For the calculation of Roulette odds, a little skill at mathematics is useful, but it is certainly not rocket science. Just a few basic equations can reveal everything a player might wish to know about possible outcomes, from series of simple straight-up bets to more complex wagering patterns. In the following example, it assumed that the European form of the game with 37 numbers is being played, whereas it offers a lower House advantage than the 38-number American version.

As Easy as P = B/37

The probability (P) of a winner coming up on a single spin of the wheel is simply the sum of all numbers bet (B) divided by the total number of slots on the wheel (37). It can be expressed either as a ratio, B:37, or by the formula P = B/37. To calculate the odds of a single specific number coming up (B=1), the ratio would be 1:37, and the equation would yield P = 1/37 = 2.70%.

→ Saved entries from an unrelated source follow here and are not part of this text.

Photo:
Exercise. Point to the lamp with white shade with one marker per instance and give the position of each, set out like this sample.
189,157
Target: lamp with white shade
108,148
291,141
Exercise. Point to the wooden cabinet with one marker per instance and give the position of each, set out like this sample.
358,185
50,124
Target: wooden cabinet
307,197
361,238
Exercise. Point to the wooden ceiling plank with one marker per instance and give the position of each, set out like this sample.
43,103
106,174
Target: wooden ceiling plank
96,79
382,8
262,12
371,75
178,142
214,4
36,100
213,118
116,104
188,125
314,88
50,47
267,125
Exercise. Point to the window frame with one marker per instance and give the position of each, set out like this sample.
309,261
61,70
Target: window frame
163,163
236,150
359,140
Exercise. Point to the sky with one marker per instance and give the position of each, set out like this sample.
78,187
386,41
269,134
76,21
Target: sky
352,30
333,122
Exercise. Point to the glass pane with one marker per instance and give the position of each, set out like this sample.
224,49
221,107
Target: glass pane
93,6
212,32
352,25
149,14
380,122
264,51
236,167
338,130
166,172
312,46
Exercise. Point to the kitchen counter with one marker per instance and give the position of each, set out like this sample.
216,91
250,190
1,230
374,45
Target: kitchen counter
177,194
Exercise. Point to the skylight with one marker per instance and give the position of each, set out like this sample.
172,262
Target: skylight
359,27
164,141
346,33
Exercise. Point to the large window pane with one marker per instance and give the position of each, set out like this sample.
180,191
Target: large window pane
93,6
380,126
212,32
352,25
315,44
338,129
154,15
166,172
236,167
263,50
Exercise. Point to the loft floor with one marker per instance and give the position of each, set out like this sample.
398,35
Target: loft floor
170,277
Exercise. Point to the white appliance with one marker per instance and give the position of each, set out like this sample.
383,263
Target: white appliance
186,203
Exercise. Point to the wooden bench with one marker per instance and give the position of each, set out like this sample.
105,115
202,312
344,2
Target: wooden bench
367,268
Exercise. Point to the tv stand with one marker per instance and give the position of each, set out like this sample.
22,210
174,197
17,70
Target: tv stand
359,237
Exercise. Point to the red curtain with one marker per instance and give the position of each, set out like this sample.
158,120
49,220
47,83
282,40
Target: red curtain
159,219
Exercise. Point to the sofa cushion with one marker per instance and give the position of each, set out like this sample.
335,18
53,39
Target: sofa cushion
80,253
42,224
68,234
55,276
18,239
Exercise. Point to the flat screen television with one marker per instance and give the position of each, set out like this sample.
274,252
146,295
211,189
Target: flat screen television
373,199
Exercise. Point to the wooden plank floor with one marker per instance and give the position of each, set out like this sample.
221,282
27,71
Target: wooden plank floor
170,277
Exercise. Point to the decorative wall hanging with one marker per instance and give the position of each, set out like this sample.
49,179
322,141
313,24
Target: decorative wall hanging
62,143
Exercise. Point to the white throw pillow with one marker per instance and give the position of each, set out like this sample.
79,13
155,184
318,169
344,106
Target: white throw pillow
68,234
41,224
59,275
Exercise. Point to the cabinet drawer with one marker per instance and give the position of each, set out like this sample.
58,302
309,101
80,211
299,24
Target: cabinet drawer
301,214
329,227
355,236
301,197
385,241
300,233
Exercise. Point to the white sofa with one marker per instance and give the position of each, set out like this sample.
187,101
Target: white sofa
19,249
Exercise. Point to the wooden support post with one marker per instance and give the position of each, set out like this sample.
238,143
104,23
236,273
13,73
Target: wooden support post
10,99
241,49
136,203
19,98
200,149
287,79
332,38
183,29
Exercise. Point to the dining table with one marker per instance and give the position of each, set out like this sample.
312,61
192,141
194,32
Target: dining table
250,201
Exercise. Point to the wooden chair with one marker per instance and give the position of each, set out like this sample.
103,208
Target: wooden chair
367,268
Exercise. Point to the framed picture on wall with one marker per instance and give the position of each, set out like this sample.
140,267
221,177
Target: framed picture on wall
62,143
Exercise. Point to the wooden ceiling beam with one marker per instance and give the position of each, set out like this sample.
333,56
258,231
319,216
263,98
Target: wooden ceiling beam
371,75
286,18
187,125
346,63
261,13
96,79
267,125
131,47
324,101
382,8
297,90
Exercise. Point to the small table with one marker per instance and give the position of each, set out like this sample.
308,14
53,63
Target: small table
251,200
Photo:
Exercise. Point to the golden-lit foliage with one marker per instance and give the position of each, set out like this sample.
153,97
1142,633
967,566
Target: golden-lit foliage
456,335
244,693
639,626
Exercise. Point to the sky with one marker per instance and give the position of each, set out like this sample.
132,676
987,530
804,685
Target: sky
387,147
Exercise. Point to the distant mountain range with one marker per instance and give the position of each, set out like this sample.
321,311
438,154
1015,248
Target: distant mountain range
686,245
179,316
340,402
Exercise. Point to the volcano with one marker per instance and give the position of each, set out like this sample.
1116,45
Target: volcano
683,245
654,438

The same approach can be used to calculate the odds of one of the 18 red numbers coming up (B=18). The ratio would be 18:37, and the equation would show that P = 18/37 = 48.65%. This calculation also applies to all of the other even money bets: black, odd, even, low (1~18), and high (19~36). The player can expect to win a bit less than half the time, with the difference being the House edge.

Using this simple formula, there should be no trouble calculating the probabilities of a winning split (pair) must be 5.4%, a winning street (trio or row) will be 8.1%, and a winning column of 12 numbers or a sequential dozen is 32.43%. Expressed as ratios, the odds are 2:37, 3:37 and 12:37, respectively.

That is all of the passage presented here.